(Le 6 janvier 2009) L’Association canadienne des professeures et professeurs d’université (ACPPU) se joint à d’autres organisations de la communauté internationale pour appeler à un arrêt immédiat de l’offensive militaire israélienne dans la bande de Gaza qui a causé de nombreux morts et blessés dans la population civile palestinienne.
L’ACPPU condamne les attaques à la roquette lancées par le Hamas contre des cibles civiles israéliennes en violation de l’accord de cessez-le-feu. Elle juge cependant que la réponse militaire de l’État hébreu est disproportionnée par rapport aux menaces auxquelles il est confronté. Il est capital que les deux parties acceptent et observent un cessez-le-feu immédiat et qu’Israël ouvre les frontières avec Gaza pour y laisser entrer l’aide humanitaire.

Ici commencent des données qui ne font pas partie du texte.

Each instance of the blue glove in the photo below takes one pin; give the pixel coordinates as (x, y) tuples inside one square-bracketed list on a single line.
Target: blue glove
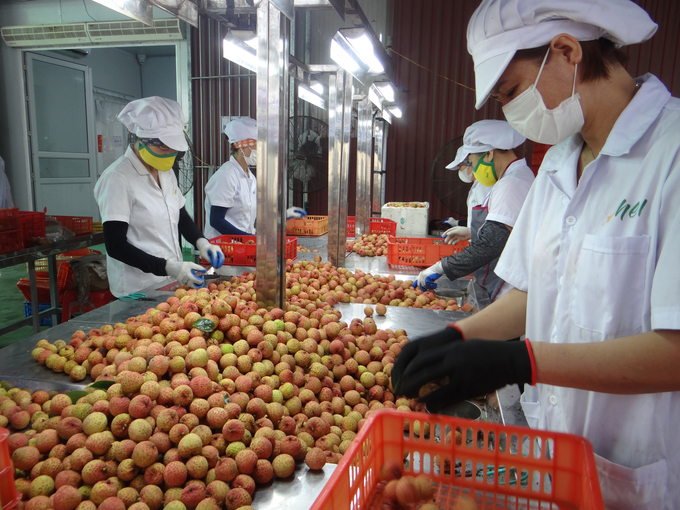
[(295, 212), (186, 273), (426, 278), (210, 252)]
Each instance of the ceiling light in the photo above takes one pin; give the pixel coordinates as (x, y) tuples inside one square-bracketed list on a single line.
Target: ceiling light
[(307, 94), (239, 52), (395, 110), (141, 11), (352, 49)]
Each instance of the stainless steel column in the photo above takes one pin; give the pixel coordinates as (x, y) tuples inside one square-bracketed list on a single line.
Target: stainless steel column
[(378, 169), (364, 152), (339, 129), (273, 33)]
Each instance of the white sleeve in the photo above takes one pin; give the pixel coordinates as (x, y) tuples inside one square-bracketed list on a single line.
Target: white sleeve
[(666, 281), (506, 200), (113, 197), (515, 261), (222, 188)]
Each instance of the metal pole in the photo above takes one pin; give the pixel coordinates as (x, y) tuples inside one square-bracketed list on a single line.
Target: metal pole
[(364, 141), (273, 32), (377, 169)]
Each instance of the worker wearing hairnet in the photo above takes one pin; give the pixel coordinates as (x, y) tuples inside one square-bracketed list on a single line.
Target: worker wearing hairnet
[(487, 156), (593, 256), (142, 207), (231, 193)]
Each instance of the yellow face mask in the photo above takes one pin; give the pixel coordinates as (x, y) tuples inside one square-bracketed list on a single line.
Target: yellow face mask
[(161, 162), (484, 172)]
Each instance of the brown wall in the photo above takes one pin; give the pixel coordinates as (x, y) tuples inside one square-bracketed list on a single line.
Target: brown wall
[(433, 34)]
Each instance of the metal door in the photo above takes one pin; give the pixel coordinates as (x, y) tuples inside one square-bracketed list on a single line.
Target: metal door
[(62, 136)]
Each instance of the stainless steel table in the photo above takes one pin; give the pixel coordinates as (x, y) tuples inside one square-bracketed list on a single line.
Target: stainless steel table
[(49, 251)]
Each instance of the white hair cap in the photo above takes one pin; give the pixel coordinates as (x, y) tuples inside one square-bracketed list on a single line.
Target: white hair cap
[(498, 28), (486, 135), (156, 117)]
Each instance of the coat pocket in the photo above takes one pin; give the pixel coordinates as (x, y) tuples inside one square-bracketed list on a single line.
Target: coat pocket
[(624, 488), (610, 284)]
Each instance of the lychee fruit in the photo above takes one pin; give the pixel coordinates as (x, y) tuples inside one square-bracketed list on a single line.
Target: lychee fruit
[(283, 465)]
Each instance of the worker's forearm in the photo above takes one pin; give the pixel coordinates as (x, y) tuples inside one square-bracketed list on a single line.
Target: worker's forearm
[(503, 319), (644, 363)]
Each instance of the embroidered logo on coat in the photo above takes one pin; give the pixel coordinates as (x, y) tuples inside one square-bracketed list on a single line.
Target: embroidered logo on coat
[(626, 209)]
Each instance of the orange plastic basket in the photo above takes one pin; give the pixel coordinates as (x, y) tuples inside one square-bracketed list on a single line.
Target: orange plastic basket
[(496, 465), (417, 251), (9, 496), (238, 253), (308, 226), (76, 224), (32, 224), (378, 226), (9, 219), (11, 240)]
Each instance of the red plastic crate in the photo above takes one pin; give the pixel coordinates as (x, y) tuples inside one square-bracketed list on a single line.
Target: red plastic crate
[(32, 224), (378, 226), (535, 469), (9, 219), (11, 240), (418, 251), (308, 226), (77, 224), (42, 267), (43, 285), (237, 253)]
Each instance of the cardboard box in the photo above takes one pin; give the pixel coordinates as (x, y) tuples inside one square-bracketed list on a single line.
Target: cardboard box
[(411, 221)]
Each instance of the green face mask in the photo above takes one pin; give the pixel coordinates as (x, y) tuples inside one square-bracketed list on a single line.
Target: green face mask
[(161, 162), (484, 172)]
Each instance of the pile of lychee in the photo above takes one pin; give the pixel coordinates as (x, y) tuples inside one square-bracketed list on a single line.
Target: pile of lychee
[(406, 491), (196, 416), (369, 245), (318, 283)]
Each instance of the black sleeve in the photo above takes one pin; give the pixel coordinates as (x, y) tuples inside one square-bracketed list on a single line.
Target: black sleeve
[(188, 228), (219, 223), (118, 247), (492, 239)]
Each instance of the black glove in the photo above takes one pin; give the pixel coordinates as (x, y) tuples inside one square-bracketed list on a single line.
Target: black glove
[(474, 367), (419, 345)]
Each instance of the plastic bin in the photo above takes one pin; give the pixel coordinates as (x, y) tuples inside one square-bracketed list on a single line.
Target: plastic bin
[(79, 225), (411, 219), (9, 219), (308, 226), (378, 226), (42, 266), (416, 251), (238, 253), (32, 224), (11, 240), (45, 321), (496, 465), (9, 496)]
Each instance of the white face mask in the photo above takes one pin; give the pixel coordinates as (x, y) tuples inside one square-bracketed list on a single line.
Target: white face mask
[(252, 159), (528, 114), (465, 174)]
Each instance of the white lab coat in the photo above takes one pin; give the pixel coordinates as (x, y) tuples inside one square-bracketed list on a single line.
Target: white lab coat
[(127, 192), (230, 187), (6, 201), (476, 196), (600, 261)]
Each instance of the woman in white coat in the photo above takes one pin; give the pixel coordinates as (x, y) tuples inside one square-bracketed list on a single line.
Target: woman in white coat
[(231, 193), (487, 156), (142, 207), (594, 254)]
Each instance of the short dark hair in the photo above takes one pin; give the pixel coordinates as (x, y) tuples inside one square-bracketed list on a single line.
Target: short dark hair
[(598, 57)]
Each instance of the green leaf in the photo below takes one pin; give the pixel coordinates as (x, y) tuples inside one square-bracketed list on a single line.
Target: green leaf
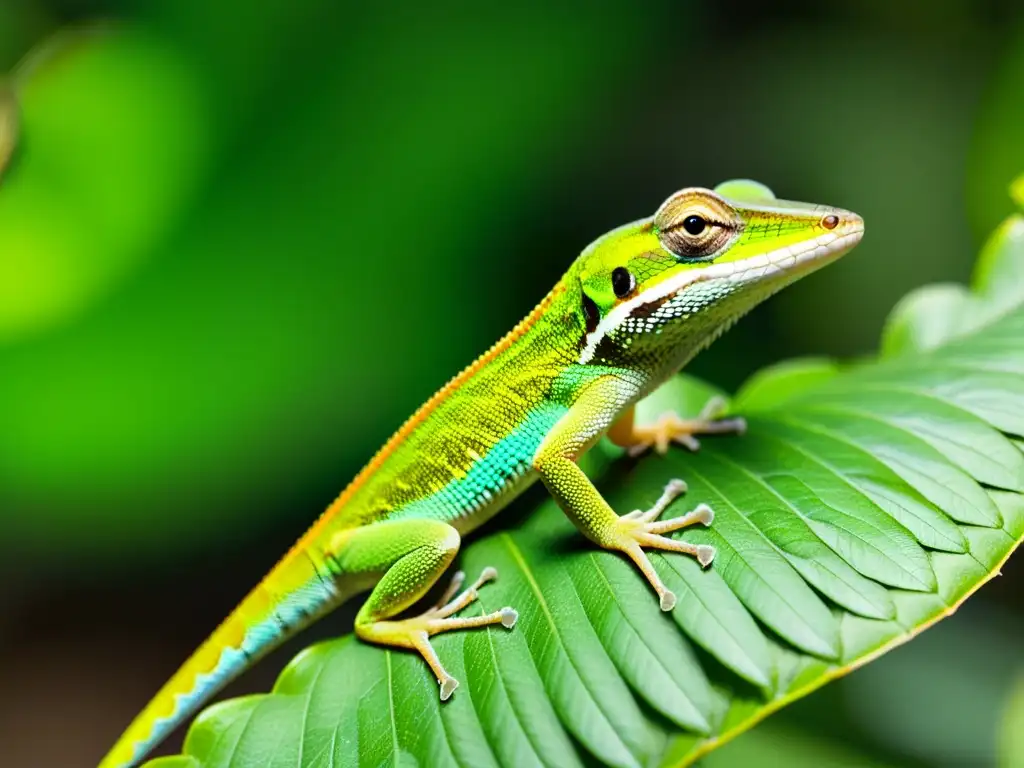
[(863, 505)]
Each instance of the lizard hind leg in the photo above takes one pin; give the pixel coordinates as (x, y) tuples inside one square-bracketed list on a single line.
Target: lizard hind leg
[(413, 556)]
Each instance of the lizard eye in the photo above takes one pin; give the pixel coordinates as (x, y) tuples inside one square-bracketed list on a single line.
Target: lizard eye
[(694, 224), (623, 282), (591, 314)]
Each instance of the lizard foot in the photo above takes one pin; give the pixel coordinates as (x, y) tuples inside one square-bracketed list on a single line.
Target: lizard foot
[(670, 427), (416, 631), (642, 528)]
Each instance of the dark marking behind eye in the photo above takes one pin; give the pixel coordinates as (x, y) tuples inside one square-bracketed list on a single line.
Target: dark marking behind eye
[(591, 314)]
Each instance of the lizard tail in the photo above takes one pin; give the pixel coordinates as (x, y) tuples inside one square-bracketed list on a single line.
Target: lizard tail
[(294, 594)]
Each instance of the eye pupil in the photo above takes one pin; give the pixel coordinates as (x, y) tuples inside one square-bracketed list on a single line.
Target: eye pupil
[(622, 282), (694, 224)]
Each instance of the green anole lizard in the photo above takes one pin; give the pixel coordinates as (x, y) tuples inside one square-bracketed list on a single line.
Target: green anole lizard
[(632, 310)]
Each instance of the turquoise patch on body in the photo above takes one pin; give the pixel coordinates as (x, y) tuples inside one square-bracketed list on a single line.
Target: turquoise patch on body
[(509, 460)]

L’ACPPU est particulièrement inquiète de la destruction des infrastructures civiles et des établissements d’enseignement dans Gaza. Le 27 décembre, Human Rights Watch a rapporté que huit étudiants avaient été tués et 19 autres blessés lors d’une frappe de missile air-sol de l’armée israélienne à leur sortie du collège de Gaza, adjacent au quartier général de l’Office de secours et de travaux des Nations Unies pour les réfugiés de Palestine dans le Proche-Orient (UNRWA), dans le centre-ville de Gaza. Deux jours plus tard, le 29 décembre, Israël a bombardé l’Université islamique de Gaza, détruisant les laboratoires de sciences et détruisant ou endommageant d’autres portions de bâtiments, dont la bibliothèque. Bien qu’Israël ait fait valoir que les bâtiments ciblés étaient utilisés « comme centre de recherche et de développement pour les armes du Hamas », les responsables de l’université islamique ont contesté cette allégation et, selon l’édition du 1er janvier 2009 du
New York Times, Israël n’a produit aucune preuve à l’appui de cet argument. Le 3 janvier, les frappes aériennes israéliennes ont détruit l’école internationale américaine et, le 6 janvier, des obus d’artillerie israéliens tombés à l’extérieur d’une école de Gaza gérée par l’ONU ont fait 30 morts et 55 blessés.
Ces dernières attaques contre des étudiants et des établissements d’enseignement palestiniens suscitent de nouvelles interrogations sur la violation persistante des droits académiques. Les étudiants palestiniens sont privés de leur droit d’étudier, non seulement en Cisjordanie et à Gaza, mais aussi dans les universités à l’étranger, comme l’a récemment démontré le gouvernement israélien en refusant aux étudiants palestiniens titulaires d’une prestigieuse bourse Fulbright l’autorisation de se rendre aux États-Unis. Les étudiants d’université vivant à Gaza ne sont pas autorisés à quitter leur territoire pour assister à leurs cours dans des universités étrangères, et encore moins à l’Université Birzeit en Cisjordanie. Quant aux étudiants de la Cisjordanie, ils parviennent très difficilement à se rendre en classe à cause de la multitude de barrages et de contrôles routiers qu’ils doivent franchir. Le gouvernement d’Israël doit mettre fin à ces pratiques et respecter le droit à l’éducation garanti par les conventions internationales.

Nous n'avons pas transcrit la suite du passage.